カップに注がれた透明な液体からは、懐かしさを感じさせるアルコールの匂いが立ち昇る。


「今夜は兄貴と俺らマルゴ一家の契りの日! 奥方さんにも加わって頂いて飲み明かしましょうぜ?」

「ふえぇっ!? 奥方って誰のことですかぁ!?」


 ケンが突っ込もうとしたこと、真っ先にラフィが叫ぶ。


「あれ? 違うんですかい?」


 マルゴはケンとラフィを交互に見渡す。


「えっとぉ、そのぉ……」


 顔を真っ赤に染めたラフィは、静かに尻尾を振りながら、ケンをちらりと見ている。


――そういやラフィって俺にとってなんなんだ?


 ケンは改めてそう考える。


 ラフィはケンにとって掛け替えのない存在なのは変わらない。


 彼女を大事にしたい、守りたい、きっと愛している――そう、かつて暮らしていた世界の実家で一緒に暮らしていた愛犬のように。


 無償の愛情、庇護欲。


――きっとラフィは俺にとって妹か娘に近い存在だ。

そうだ、きっとそうに違いない。


「ラフィは、なんだ、俺にとって大事な家族だ。そこんとこ宜しく!」

「は、はい! わたし、ケンさんの家族です!」


 ラフィは盛大に尻尾を横に振りながら叫ぶ。


「は、はぁ……まぁ、お二人がそう仰るのでしたら……」


 ちょっと納得のいかない顔をするマルゴだった。


『ヒヒッ』


 突然、頭の中へアスモデウスの笑い声が響く。


――んだよ、急に笑って?

『いやぁ、何、ヒヒッ……まぁ、今はその答えで良いけど、その内きちんと腹決めるんだぜ、兄弟?』

――なんだよ、腹を決めるって?

『さぇてな、自分で考えな』


 なんだかよく分からないケンは、アスモデウスとの会話を終えて、酒の入ったカップを手に取る。

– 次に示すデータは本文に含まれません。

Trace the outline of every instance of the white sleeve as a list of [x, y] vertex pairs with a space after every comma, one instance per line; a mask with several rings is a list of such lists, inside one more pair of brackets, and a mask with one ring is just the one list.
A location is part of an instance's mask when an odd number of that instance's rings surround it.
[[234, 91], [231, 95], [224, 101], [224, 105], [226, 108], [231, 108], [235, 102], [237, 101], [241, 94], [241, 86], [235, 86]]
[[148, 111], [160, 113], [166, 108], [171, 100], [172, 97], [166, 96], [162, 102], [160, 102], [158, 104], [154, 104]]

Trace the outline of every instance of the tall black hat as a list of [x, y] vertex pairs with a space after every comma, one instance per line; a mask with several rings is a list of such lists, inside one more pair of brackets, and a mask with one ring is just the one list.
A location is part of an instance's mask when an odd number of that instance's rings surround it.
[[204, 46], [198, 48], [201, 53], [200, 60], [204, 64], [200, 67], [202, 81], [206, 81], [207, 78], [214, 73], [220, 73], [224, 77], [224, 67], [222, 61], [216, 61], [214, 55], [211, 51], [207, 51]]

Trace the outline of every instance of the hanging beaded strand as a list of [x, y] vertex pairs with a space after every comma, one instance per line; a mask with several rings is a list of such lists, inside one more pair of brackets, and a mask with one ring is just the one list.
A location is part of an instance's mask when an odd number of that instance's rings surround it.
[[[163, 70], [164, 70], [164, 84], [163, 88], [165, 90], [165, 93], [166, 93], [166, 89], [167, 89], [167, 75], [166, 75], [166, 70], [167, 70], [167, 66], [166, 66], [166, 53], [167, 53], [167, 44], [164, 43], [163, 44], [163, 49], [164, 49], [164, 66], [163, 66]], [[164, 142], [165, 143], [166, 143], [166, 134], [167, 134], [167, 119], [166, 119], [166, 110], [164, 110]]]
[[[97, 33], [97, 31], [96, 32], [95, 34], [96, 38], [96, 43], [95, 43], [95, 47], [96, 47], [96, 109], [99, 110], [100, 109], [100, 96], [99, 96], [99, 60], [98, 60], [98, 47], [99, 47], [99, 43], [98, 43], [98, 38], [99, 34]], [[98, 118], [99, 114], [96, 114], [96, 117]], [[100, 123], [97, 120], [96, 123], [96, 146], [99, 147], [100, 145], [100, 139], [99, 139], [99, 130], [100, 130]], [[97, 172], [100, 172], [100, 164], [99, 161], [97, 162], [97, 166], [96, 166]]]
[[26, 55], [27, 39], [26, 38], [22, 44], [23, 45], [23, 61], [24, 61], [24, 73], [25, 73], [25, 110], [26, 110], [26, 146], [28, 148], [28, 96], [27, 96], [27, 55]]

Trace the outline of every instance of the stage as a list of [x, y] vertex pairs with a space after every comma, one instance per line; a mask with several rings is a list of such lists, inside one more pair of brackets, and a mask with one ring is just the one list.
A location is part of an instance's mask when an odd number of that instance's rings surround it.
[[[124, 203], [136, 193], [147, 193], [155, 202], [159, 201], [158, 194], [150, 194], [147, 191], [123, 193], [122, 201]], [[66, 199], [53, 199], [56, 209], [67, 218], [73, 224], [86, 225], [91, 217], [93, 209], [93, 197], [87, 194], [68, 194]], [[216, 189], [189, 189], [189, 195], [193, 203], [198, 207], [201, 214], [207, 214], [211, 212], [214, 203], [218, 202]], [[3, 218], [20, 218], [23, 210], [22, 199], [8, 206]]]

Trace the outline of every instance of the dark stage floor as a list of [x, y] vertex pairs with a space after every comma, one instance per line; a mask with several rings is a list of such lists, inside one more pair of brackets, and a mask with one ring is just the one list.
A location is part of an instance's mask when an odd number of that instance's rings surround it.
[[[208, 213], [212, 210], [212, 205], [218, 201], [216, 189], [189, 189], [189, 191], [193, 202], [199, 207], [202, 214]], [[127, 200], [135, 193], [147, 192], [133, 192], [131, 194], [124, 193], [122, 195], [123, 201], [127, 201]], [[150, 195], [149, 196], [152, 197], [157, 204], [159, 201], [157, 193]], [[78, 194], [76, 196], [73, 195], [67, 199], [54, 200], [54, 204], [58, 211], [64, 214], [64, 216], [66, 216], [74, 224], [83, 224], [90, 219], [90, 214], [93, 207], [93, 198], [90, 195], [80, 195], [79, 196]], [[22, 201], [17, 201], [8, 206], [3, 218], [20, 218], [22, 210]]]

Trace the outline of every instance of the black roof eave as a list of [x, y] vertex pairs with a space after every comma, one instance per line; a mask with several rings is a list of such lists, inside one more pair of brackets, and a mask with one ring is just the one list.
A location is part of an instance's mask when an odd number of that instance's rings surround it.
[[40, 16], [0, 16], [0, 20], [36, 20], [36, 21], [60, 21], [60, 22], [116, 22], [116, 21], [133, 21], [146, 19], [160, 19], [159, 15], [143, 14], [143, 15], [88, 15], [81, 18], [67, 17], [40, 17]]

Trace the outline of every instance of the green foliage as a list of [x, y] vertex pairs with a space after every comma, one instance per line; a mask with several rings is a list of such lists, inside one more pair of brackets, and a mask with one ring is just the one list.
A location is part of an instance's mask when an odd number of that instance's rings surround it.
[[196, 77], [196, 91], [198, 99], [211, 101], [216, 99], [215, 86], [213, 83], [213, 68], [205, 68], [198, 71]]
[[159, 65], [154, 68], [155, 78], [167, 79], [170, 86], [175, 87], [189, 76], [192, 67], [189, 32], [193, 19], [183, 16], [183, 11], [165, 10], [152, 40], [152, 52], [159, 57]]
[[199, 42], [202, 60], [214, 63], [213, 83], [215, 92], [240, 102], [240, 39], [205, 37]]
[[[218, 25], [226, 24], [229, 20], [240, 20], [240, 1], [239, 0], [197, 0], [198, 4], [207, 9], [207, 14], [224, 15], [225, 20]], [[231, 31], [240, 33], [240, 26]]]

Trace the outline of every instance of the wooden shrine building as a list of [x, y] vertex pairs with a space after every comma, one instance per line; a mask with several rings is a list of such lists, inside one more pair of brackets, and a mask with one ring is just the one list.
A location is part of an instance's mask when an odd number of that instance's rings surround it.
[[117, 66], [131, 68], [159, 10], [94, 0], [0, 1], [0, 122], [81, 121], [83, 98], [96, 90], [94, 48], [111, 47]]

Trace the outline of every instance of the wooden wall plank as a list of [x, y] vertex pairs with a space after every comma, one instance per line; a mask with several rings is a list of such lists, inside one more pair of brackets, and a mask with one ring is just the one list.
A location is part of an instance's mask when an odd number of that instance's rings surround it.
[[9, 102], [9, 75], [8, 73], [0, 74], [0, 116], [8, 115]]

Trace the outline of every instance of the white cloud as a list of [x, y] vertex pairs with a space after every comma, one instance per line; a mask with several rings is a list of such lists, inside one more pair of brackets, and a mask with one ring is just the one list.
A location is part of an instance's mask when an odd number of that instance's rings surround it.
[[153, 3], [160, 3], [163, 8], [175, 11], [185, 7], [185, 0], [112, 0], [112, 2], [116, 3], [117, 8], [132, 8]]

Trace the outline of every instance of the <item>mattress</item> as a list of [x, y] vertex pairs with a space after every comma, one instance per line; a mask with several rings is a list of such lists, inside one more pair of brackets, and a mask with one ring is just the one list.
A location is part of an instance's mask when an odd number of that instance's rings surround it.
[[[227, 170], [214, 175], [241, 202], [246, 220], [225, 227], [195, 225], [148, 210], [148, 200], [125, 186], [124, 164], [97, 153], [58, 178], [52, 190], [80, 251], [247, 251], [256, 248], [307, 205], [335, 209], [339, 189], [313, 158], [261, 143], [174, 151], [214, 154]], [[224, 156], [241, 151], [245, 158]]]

「そいじゃ、兄貴とラフィさん、そして俺たちマルゴ一家の出会いを祝して!」


 マルゴの一斉にケン達は答え、カップの中身を煽り始めたのだった。



●●●



 周囲からマルゴ一家の盛大ないびきが聞こえて煩い。

しかし久しぶりに屋根のあるところで眠れることに、ケンは大きな安らぎを感じていた。

 板の間での雑魚寝だが、昨日まで地面の上で寝ていたのとはまるで寝心地が違う。


――マルゴ達のいびきが無きゃ最高なんだけどな。


「ケンさん、起きてますか?」


 そんなことを考えていた時、ラフィの声が背中へ響く。


「ああ。鼾がうるさくて眠れないか?」

「そうですね。でも、屋根があって周りに危険がないだけ全然いいですよ」


 嬉しそうなラフィの声に、ケンは申し訳なさを感じる。

だからこそ今はいち早く稼いで、ラフィをもっとまともなところで寝かせてやりたい。

そう強く感じる。


「あのケンさん」

「なんだ?」

「さっき、凄く嬉しかったです。わたしのこと、家族って云ってくれたこと……」

「急にどうしたんだ?」

「わたし、ギルドでお話した通りもうお父さんもお母さんも居ないんです……でも、今はこうしてケンさんが傍にいてくれて、家族って云ってくれて……ありがとうございます」


 ラフィの温かい声が心に染み入る。


「それは俺もだ」

「えっ?」

「この世界でこうして今日まで生きてこられたのはラフィがいてくれたからだ。お前がいつも帰りを待ってくれてる。絶対帰らなきゃ、生き残らなきゃってなっ、てな」

「ケンさん……」

「ありがとうラフィ。そしてこれからも宜しく」

「それはこちらこそです。あの……久々にくっ付いても良いですか?」

「どうぞ」


 背中越しにラフィの柔らかさと温かさを感じた。

 彼女の熱を傍に感じるだけで、ケンの心は解きほぐされ、自然と睡魔がやってくる。


「いつかわたし……ケンさんの本当の家族になりたいです……」


――もう家族じゃないか。


 そう返したかったケンだったが、睡魔に負け、意識を微睡の中へ溶かすのだった。